Apesar de não se considerar religioso, mas "espirituoso", ele conta que escolheu o nome em homenagem a Jesus Cristo, além de combinar com o seu sobrenome. Depois desse processo, o auxiliar de serviços gerais passou pelo menos quatro anos buscando retificar suas documentações, mas nunca teve êxito.

Identidades legitimadas: caminhos que se cruzam e se abrem

Jesus da Silva encontrou a possibilidade de realizar o seu desejo quando descobriu que ocorreria o mutirão da Defensoria Pública do Ceará (DPCE). Foi quando a sua história se cruzou com a de Emily e com outras pessoas que ansiavam, algumas até por anos, apresentar um documento que legitimasse a forma como querem ser chamadas. 

"Estou sentindo um misto de emoções positivas. A retificação para mim está sendo um sonho, assim como para os demais. Estou muito grato também a todas as equipes da Defensoria, como também às Mães da Resistência e em especial à Gioconda e ao seu Irapuan, porque sem eles nada disso estaria sendo possível a mim e a todos", disse Jesus, falando sobre pessoas e entidades que o auxiliaram no processo. 

Emily Braz compartilha um sentimento parecido. "Hoje eu pude pegar minha nova certidão, minha nova identidade. Ainda não caiu a ficha de que isso tudo aconteceu. Foi tão incrível. Tá sendo tão incrível", afirmou a jovem, que agora não vai mais se sentir constrangida e poderá se apresentar como quem de fato é.

A história dos dois jovens também se cruzou com a de Fran Costa de Castro, que esteve nos bastidores da organização do projeto e ao mesmo tempo ao lado dos beneficiados. Isso porque ela, que é colaboradora da Assessoria de Relacionamento Institucional (Arins), da DPCE, também retificou documentos no mutirão.

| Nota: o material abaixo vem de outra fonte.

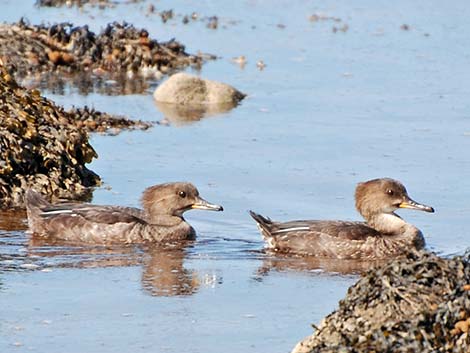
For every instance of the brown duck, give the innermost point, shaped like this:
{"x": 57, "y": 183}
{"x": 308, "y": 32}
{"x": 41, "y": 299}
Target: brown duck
{"x": 384, "y": 234}
{"x": 160, "y": 220}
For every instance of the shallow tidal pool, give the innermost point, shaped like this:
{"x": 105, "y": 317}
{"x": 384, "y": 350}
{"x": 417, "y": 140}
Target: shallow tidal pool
{"x": 366, "y": 89}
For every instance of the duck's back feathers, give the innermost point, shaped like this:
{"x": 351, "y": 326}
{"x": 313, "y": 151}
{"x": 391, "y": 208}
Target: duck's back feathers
{"x": 318, "y": 238}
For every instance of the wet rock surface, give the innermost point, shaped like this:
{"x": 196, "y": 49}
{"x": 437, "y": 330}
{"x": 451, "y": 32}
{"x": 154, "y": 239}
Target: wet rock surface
{"x": 417, "y": 303}
{"x": 40, "y": 147}
{"x": 182, "y": 88}
{"x": 64, "y": 48}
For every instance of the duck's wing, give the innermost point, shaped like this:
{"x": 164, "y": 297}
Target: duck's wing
{"x": 320, "y": 238}
{"x": 335, "y": 229}
{"x": 94, "y": 213}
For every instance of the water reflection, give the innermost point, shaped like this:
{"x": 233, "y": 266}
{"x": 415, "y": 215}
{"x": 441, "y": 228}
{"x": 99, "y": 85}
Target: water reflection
{"x": 163, "y": 267}
{"x": 164, "y": 274}
{"x": 283, "y": 263}
{"x": 180, "y": 115}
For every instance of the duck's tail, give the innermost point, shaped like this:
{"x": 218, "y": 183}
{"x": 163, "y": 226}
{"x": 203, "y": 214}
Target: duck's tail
{"x": 35, "y": 203}
{"x": 264, "y": 224}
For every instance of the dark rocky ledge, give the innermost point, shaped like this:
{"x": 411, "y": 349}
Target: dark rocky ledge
{"x": 416, "y": 303}
{"x": 64, "y": 48}
{"x": 40, "y": 147}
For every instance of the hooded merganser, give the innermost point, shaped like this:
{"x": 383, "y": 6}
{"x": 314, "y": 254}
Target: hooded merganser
{"x": 383, "y": 235}
{"x": 160, "y": 220}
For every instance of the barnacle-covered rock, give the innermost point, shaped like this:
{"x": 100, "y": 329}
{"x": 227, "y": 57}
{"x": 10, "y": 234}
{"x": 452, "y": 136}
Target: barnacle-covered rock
{"x": 186, "y": 89}
{"x": 416, "y": 303}
{"x": 40, "y": 147}
{"x": 64, "y": 48}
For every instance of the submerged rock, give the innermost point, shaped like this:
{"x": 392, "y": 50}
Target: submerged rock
{"x": 416, "y": 303}
{"x": 180, "y": 114}
{"x": 182, "y": 88}
{"x": 63, "y": 48}
{"x": 40, "y": 147}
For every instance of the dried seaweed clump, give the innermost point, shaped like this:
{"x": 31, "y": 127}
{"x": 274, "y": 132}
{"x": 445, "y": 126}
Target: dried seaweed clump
{"x": 39, "y": 147}
{"x": 417, "y": 303}
{"x": 79, "y": 3}
{"x": 119, "y": 48}
{"x": 96, "y": 121}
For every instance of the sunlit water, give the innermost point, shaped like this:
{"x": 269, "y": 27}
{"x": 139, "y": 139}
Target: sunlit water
{"x": 329, "y": 110}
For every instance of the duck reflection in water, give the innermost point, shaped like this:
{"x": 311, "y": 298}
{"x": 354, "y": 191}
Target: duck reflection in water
{"x": 163, "y": 270}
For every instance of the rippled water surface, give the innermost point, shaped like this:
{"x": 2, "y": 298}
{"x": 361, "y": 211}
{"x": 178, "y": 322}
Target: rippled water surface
{"x": 329, "y": 110}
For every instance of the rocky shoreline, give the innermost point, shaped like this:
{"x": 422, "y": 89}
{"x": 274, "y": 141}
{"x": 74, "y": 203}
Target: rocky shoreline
{"x": 119, "y": 48}
{"x": 416, "y": 303}
{"x": 41, "y": 147}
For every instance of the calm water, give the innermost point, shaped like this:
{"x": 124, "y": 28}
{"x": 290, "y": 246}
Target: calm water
{"x": 329, "y": 110}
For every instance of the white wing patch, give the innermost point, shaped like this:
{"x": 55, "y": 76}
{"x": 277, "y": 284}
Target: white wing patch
{"x": 51, "y": 213}
{"x": 293, "y": 229}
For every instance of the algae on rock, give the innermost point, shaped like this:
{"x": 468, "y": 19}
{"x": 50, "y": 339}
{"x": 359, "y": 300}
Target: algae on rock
{"x": 416, "y": 303}
{"x": 40, "y": 147}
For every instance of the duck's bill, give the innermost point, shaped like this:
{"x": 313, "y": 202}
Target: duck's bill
{"x": 202, "y": 204}
{"x": 415, "y": 206}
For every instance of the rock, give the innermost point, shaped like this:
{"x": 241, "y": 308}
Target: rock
{"x": 182, "y": 88}
{"x": 63, "y": 48}
{"x": 416, "y": 303}
{"x": 180, "y": 115}
{"x": 40, "y": 147}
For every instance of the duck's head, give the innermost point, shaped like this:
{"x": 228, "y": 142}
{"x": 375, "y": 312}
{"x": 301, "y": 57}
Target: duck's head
{"x": 384, "y": 195}
{"x": 173, "y": 199}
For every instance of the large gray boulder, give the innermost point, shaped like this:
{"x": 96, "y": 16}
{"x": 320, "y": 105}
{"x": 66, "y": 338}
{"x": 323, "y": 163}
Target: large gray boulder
{"x": 186, "y": 89}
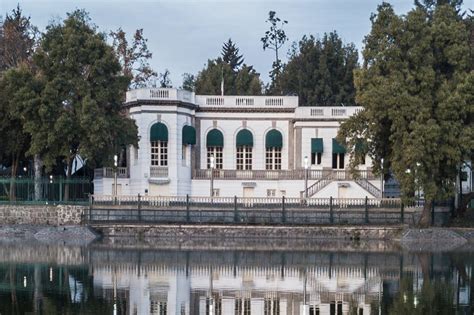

Representante, que tem 38 anos, conta que nunca teve "gana" de tentar o processo porque para realizá-lo é preciso apresentar diversas certidões. Etapas, além de custarem "tempo", custam "dinheiro", que para muitos é o que mais inviabiliza a retificação.

"O mutirão (da Defensoria) é um facilitador de processo porque existe uma equipe que está empenhada em reunir essas documentações. Existe um trabalho feito pelo mutirão, pelas pessoas que fazem o mutirão, que e muito benéfico para gente, porque corre atrás dessas certidões", explica.

 

Ela aproveitou o momento e se juntou às centenas de pessoas que buscavam pela garantia do direito. Ao passo que atuava para facilitar os caminhos dos demais beneficiados, Fran também terminou o dia com uma certidão de nascimento que a permitirá se apresentar sem ser constrangida. 

"Agora não há desculpa (para lugares não aceitarem documentação). Poder andar com o RG que tem seu nome, poder chegar num estabelecimento de saúde, de educação e apresentar esses documentos e esse documento estar na chamada, e esse nome estar no cartão do seu banco. Simbolicamente é muito importante, é muito revolucionário", comemorou a representante, sobre a sensação de ser uma das vidas travestis beneficiadas.

No fim do dia, o sentimento de Fran variava entre o cansaço de quem deu a mão para ajudar o outro e a alegria de quem foi auxiliada. "Estou muito cansada, mas até o presente momento eu tô muito emocionada, eu tô muito feliz", desabafou, afirmando não saber descrever a sensação.